The qualitative methods of the study included informal observations of pre-service teachers during the methods course taught for the semester, questionnaire-guided narrative interviews, informal discussions, and informal interviews that were either initiated by the pre-service teacher during or after class or by the professor (the researcher in this study). The interviews were usually in response to questions by pre-service teachers regarding their own personal concerns, experiences, background, assignments, and mathematical teaching practices. However, pre-service teachers were asked specific interview questions throughout the research period (See Appendix C for Interview Questions). Field notes and audio recordings of interviews and discussions were used and analyzed and decoded for emerging themes.
Results
The pretest MARS score was subtracted from the posttest MARS score for each to reveal to difference score (see Table I). A positive difference score meant that the pre-service teacher’s mathematics anxiety actually increased during the semester. A negative score meant that the pre-service teacher’s mathematics anxiety decreased by that much. Table I shows the raw score means by group (semester). This table reveals that the greatest difference in change scores from pretest to posttest existed between Fall-03 (−18.13) and Fall-05 (−49.40). This means that the average reduction of mathematics anxiety was significantly greater in the Fall-05 semester than in Fall-03 semester. A possible reason for this could be that Fall-03 semester was the professor’s first semester to teach at that particular college. In addition, it was the professor’s first time to teach a larger class population size. Table II provides the t-test comparisons of pretest and posttest raw scores by semester.
Discussion and Summary
After comparing group means for the pretest and posttest scores, it was found that the overall pre-service teachers’ mathematics anxiety was reduced (p < .001). In addition, pretest and posttest raw score differences were highly significant. Although the gain for Fall-03, Spring-04, and Spring-05 semesters were not as great the Fall-04, Fall-05, Spring-06 semesters, there was a change indicating a reduction in students’ mathematics anxiety.
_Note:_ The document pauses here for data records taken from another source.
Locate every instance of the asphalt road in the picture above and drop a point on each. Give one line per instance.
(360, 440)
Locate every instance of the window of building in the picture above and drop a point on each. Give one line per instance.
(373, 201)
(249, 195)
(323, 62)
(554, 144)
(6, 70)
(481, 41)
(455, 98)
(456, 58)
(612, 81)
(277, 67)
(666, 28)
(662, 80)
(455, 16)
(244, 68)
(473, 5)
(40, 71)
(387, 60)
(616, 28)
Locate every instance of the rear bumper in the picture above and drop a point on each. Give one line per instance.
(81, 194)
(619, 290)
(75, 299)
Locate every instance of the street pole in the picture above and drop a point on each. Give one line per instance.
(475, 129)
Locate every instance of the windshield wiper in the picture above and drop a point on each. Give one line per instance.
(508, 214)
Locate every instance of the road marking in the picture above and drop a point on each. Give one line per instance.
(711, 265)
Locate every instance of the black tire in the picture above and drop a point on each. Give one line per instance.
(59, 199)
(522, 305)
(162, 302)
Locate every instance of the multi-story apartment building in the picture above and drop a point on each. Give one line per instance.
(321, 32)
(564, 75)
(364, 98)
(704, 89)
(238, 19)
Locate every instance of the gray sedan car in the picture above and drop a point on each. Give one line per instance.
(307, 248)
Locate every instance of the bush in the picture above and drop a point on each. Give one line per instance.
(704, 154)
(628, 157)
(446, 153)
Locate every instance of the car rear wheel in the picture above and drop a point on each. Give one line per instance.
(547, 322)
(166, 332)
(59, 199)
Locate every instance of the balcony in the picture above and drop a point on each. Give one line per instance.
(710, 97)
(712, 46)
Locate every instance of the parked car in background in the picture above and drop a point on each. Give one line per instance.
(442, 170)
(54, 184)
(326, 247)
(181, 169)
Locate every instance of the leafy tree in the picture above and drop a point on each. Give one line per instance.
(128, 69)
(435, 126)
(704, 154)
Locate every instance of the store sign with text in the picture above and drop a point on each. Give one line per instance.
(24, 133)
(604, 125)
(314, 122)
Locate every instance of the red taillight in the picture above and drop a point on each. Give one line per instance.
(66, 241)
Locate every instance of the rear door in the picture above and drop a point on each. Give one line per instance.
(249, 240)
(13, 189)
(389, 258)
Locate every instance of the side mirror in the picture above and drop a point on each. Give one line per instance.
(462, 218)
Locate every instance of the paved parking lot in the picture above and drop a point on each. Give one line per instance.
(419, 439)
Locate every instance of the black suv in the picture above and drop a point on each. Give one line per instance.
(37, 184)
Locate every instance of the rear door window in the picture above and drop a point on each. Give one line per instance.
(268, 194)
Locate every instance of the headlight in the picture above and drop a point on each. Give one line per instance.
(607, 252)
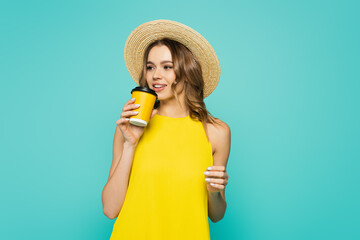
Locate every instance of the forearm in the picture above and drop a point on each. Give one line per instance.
(217, 206)
(114, 192)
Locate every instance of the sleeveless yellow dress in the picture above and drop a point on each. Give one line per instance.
(167, 195)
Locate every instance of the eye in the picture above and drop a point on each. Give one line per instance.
(149, 67)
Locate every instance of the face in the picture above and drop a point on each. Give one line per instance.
(160, 74)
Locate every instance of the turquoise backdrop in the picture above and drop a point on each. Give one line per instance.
(289, 91)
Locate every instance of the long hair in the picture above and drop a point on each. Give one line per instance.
(187, 70)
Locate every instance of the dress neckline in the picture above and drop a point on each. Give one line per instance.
(162, 116)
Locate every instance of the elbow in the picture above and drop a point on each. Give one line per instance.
(109, 214)
(217, 219)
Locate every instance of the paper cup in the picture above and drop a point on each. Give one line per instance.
(146, 98)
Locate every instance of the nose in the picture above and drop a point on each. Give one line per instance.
(157, 74)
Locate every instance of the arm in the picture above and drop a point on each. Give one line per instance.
(114, 192)
(220, 138)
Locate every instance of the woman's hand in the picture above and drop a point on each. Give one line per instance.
(131, 133)
(216, 178)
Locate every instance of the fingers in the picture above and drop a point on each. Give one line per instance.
(153, 113)
(218, 186)
(218, 181)
(128, 114)
(216, 174)
(122, 121)
(216, 177)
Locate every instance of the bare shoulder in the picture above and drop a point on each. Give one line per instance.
(219, 136)
(219, 129)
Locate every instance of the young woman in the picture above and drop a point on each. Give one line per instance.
(166, 179)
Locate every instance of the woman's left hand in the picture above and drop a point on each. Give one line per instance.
(216, 178)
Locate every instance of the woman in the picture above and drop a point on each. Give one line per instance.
(168, 178)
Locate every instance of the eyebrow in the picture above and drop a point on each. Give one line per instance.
(166, 61)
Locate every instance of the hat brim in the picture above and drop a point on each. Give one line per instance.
(145, 34)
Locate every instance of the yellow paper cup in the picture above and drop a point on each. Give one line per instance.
(146, 98)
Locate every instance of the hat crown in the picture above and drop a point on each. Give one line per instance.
(145, 34)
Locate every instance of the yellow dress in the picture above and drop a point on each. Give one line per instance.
(167, 195)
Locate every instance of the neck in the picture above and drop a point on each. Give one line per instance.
(173, 108)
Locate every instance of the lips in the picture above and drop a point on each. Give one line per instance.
(159, 87)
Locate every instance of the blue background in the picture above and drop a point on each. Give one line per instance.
(289, 91)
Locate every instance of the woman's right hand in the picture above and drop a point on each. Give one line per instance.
(131, 133)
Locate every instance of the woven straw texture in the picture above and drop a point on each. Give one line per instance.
(147, 33)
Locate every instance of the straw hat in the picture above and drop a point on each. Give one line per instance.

Informal interviews, questionnaire-guided narrative interviews, discussions, and journal logs indicated the emergence of several themes. These included: (a) attributing the reduction in their mathematics levels to the use of manipulatives implemented throughout the course, (b) the personality of the professor and inviting environment as produced by the professor, and (c) the use of journal writing used throughout the study. Students were specifically asked what they felt contributed to their decrease in mathematics anxiety. Two hundred thirteen students attributed their mathematics anxiety reduction to the methodology and the use of concrete manipulatives provided in the course to teach the subject content. Eleven students attributed their lowered mathematics anxiety levels to the enthusiasm of the professor in teaching the subject content and inviting atmosphere of the course. Sixteen students thought their mathematics anxiety levels were reduced by a combination of implemented methods including the methodology and use of concrete manipulatives used throughout the course, the professor’s enthusiasm and excitement toward teaching the mathematics content including the inviting atmosphere of the mathematics classroom as produced by the professor, and journal writing. Students commented on how the use of journal writing throughout helped them work through their mathematics anxiety while both teaching students in their practicum and taking the methods course. Many students commented that they finally “understood concepts such as fractions, decimals, percents, probability and statistics, and algebra when the topics were presented in a concrete and practical format”. Others commented that mathematics was now less “foreign” to them, noting that perceptions of their abilities to understand mathematics concepts were now enhanced. The most unanimous and interesting comment was that they felt as though their mathematics anxiety could have been prevented in elementary school, if they had received instruction of mathematical concepts through the use of concrete manipulatives.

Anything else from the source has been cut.